Do próby porwania dziecka doszło w czwartek na jednym z osiedli w Katowicach. Na ogrodzonym placu zabaw, gdzie bawiła się 5-letnia dziewczynka, przyszedł 20-letni mężczyzna. W chwili, kiedy ojciec na chwilę odwrócił się od córki w stronę swojego 7-letniego syna, zorientował się, że dzieje się coś niepokojącego.
Próbował porwać dziewczynkę z placu zabaw
Zauważył, że 20-latek próbował uprowadzić 5-letnią dziewczynkę z placu zabaw. Jak opisywała Polskiej Agencji Prasowej podkomisarz Agnieszka Żyłka z katowickiej policji, ojciec przestraszył tego mężczyznę i wtedy sprawca uciekł z placu zabaw.
Ojciec pięciolatki bardzo dokładnie opisał policjantom, jak wyglądał napastnik i dzięki tym informacjom patrole, które były w pobliżu, mogły natychmiast zareagować. Mężczyzna wkrótce został zatrzymany.
Sąd nie uwzględnił prośbę o aresztowanie
Prokuratura wnioskowała o aresztowanie 20-latka, sąd nie uwzględnił jednak tej prośby.
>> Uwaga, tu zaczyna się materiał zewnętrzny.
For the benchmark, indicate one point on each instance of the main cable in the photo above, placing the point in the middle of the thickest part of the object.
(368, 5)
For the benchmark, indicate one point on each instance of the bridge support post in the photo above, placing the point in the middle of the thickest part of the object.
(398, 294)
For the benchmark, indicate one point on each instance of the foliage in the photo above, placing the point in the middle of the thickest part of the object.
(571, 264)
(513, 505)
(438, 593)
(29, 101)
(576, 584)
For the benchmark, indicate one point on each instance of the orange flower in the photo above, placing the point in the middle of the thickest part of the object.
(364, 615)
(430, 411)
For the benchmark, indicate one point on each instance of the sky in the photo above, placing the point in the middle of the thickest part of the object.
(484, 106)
Informację o tym przekazała w piątek wieczorem, po posiedzeniu sądu, podkomisarz Agnieszka Żyłka z katowickiej policji. Sąd zdecydował, że podejrzany trafi pod dozór policji – musi pięć dni w tygodniu zgłaszać się na komisariat.
Ma też zakaz zbliżania się do pokrzywdzonej na odległość mniejszą niż 200 metrów oraz zakaz zbliżania się do jakichkolwiek skupisk dzieci. Mężczyzna usłyszał zarzut usiłowania uprowadzenia osoby małoletniej, za co może mu grozić kara do 5 lat pozbawienia wolności.